I personally prefer a promises-based API, but I know that's currently a pain for people on compatibility. I would also be willing to do an API that supports both callbacks and promises.

Here's the API in the current hypercore readme:

var feed = hypercore(storage, [key], [options])
feed.append(data, [callback])
feed.get(index, [options], callback)
feed.getBatch(start, end, [options], callback)
feed.head([options], callback)
feed.download([range], [callback])
feed.undownload(range)
feed.signature([index], callback)
feed.verify(index, signature, callback)
feed.rootHashes(index, callback)
var number = feed.downloaded([start], [end])
var bool = feed.has(index)
var bool = feed.has(start, end)
feed.clear(start, [end], [callback])
feed.seek(byteOffset, callback)
feed.update([minLength], [callback])
var stream = feed.createReadStream([options])
var stream = feed.createWriteStream()
var stream = feed.replicate([options])
feed.close([callback])
feed.audit([callback])
feed.writable
feed.readable
feed.key
feed.discoveryKey
feed.length
feed.byteLength
feed.on('ready')
feed.on('error', err)
feed.on('download', index, data)
feed.on('upload', index, data)
feed.on('append')
feed.on('sync')
feed.on('close')

A couple other (total PITA) things to consider:

RangerMauve commented 5 years ago

@karissa @mafintosh Any opinions?

Maybe @noffle coming from Cabal?

okdistribute commented 5 years ago

@substack has thoughts on this

ghost commented 5 years ago

This could be good and I would use it in a version wrapped back into the js hypercore API. Hopefully that wouldn't incur too much extra overhead wrapping from hypercore to whatever browser thing and then back into hypercore. I know this was a huge pain in chrome with leveldb turning IndexedDB which nobody wanted back into leveldb which is a pretty good API but the indirection makes it unusably slow for a lot of use cases. I think here the mapping would be more direct so hopefully it wouldn't be so bad and could also avoid unnecessary data copies and marshaling.

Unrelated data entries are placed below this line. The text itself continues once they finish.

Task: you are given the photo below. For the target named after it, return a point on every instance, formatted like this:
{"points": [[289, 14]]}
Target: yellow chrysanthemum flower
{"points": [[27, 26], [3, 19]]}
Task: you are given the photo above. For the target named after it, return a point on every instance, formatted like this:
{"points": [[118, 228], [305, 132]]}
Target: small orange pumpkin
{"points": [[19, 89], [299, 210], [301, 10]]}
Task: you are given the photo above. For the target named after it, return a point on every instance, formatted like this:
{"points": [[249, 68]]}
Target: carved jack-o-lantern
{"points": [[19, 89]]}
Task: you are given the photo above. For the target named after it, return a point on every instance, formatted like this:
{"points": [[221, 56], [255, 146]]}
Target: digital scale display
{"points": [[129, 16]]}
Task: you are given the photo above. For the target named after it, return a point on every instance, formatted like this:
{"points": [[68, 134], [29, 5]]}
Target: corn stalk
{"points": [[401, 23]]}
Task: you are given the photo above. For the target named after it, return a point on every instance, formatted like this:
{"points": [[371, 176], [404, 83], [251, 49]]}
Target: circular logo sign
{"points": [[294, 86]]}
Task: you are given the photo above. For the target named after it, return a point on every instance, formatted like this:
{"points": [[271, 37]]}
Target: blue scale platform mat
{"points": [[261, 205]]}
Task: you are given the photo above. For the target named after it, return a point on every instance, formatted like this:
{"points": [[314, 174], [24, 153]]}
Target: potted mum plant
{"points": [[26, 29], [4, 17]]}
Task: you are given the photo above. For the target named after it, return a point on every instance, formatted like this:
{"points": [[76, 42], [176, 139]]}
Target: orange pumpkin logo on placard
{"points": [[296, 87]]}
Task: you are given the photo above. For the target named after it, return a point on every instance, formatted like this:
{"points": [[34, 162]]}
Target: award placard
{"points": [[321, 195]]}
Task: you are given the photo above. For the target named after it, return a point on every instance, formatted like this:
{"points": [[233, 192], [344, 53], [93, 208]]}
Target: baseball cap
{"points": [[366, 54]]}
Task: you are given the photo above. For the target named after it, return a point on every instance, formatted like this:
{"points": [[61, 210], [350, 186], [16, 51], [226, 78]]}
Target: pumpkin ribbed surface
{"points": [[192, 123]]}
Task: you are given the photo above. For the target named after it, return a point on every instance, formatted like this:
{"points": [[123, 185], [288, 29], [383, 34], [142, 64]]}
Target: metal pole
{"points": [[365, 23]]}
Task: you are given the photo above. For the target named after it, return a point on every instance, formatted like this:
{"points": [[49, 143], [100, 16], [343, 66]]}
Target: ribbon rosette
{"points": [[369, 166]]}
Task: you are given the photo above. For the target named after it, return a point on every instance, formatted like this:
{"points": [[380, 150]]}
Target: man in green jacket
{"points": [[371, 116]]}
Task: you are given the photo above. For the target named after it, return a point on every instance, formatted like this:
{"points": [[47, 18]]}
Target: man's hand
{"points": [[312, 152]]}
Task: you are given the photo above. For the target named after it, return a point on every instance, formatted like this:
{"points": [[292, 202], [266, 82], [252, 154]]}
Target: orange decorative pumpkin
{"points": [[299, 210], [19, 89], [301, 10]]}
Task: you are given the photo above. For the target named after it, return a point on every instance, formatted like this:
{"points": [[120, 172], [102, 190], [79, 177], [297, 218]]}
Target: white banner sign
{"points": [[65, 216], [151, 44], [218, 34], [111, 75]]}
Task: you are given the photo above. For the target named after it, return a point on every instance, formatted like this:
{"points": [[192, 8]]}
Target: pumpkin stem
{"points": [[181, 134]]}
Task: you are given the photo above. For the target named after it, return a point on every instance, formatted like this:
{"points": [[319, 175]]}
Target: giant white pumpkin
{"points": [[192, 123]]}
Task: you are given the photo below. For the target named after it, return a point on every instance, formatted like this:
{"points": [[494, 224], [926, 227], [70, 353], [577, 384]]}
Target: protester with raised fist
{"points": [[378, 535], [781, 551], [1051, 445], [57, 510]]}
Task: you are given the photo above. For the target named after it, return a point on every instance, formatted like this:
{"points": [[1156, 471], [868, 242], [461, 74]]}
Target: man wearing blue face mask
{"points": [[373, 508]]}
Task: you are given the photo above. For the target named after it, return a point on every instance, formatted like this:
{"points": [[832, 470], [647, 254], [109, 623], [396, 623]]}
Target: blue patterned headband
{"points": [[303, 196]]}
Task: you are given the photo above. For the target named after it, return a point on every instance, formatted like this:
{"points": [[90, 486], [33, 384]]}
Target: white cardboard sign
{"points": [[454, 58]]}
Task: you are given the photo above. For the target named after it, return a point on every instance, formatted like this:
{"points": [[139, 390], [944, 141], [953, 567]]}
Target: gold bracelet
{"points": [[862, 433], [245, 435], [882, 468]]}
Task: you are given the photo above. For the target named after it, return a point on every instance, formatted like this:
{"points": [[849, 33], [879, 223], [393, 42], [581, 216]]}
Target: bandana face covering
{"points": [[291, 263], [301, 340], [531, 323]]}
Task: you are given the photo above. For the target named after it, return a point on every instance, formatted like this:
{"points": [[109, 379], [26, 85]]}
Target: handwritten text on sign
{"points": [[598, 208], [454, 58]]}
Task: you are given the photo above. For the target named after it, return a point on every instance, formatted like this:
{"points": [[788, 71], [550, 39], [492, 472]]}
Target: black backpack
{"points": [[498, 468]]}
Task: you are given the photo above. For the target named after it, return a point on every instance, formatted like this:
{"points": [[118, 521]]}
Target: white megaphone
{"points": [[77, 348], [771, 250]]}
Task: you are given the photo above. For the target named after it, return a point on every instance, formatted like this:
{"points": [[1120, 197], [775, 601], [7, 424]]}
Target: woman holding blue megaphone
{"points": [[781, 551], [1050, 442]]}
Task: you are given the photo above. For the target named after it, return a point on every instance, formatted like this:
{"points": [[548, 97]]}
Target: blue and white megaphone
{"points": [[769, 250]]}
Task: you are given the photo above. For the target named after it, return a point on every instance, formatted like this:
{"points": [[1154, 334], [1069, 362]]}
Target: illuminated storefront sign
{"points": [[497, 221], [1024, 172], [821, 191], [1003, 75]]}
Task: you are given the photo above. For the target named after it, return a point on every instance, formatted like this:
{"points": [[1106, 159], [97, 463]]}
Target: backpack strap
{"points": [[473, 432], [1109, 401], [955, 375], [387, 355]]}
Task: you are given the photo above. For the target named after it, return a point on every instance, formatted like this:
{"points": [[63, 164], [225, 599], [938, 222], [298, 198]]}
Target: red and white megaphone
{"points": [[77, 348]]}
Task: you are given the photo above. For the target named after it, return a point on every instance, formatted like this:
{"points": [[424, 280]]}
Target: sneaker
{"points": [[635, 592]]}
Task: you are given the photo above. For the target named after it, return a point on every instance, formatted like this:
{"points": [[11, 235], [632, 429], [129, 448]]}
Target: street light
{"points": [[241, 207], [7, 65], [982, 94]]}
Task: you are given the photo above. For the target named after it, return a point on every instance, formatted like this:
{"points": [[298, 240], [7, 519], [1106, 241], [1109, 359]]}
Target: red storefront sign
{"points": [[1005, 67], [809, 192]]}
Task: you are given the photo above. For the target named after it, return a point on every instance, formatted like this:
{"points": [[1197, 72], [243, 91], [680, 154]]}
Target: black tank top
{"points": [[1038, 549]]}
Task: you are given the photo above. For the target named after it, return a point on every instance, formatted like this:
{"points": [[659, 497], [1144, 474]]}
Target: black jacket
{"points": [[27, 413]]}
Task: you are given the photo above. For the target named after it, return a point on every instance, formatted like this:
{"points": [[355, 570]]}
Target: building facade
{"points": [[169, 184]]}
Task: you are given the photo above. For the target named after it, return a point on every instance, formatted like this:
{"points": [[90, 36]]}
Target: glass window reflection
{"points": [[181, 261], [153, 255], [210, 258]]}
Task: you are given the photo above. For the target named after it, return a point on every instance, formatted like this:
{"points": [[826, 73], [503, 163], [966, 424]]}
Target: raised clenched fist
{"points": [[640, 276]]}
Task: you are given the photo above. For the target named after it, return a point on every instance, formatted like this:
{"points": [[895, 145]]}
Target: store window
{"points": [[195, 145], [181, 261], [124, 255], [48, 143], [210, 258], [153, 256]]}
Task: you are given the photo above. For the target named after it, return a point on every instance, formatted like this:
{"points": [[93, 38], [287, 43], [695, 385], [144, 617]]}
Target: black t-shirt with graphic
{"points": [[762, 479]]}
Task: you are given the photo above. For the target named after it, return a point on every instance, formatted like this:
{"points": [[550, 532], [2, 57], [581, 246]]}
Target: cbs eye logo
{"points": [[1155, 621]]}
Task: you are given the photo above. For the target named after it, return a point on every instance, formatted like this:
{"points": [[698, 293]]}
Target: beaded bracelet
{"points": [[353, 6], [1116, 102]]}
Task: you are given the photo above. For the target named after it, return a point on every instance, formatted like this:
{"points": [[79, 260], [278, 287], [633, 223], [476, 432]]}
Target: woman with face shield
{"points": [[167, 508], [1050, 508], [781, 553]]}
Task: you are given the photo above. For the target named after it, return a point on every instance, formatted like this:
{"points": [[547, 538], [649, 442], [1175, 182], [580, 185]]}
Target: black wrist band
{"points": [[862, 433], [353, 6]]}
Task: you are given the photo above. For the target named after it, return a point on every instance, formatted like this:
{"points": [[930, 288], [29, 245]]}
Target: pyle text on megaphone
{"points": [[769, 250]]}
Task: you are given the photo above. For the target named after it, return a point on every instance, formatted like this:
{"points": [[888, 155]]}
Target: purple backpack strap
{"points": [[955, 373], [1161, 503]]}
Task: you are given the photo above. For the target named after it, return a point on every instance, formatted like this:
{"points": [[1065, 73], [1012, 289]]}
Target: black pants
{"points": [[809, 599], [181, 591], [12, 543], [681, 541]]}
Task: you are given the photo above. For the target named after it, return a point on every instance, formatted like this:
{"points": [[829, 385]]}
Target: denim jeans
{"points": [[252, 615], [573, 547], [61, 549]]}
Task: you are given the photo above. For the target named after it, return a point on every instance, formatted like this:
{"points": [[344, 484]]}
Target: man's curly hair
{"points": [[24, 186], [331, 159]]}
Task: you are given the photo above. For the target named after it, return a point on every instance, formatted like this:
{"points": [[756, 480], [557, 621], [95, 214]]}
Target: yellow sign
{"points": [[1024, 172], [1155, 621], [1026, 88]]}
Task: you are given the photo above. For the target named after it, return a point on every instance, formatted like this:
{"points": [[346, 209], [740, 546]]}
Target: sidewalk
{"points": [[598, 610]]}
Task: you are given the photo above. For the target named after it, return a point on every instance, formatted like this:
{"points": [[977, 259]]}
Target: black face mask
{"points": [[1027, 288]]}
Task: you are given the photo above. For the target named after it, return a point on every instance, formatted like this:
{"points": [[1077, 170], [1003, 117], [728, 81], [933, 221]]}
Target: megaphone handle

Another way of accomplishing these goals is to unbundle direct block storage and network swarming. Then people can use whichever implementations they want. Then you also get control over the specifics of how to do swarming which is often required to hit the right trade-offs. You could also for example use a wasm version of the rust implementation of hypercore that talks to the block storage and network layers.

hackergrrl commented 5 years ago

What @substack said! I think as long as we can use the hypercore API (indirection or no) and have it be as close to native speeds as possible, I'd be really happy, since it'd make porting cabal and even mapeo[1] to Beaker much simpler.

[1] https://mapeo.world

pfrazee commented 5 years ago

Just adding in some discussion from the comm-comm call:

Beaker has a "library" for managing the user's dats. Hypercores are difficult to manage in the library because they have no standard metadata (no title). Hyperdrives have the dat.json.

The solution we discussed is, attaching Hypercores to origin-based-storage. It would be treated similarly to LocalStorage or IndexedDB data. The core would be swarmed as long as the origin has an open tab. We could then look into APIs for adding the cores to the user's library with some identifying metadata if the site wants to expose it to the user and persist the core's swarming when the tab is closed.

@substack I'm okay with block storage and swarming APIs if that's what folks prefer, but it might take longer to get those APIs done.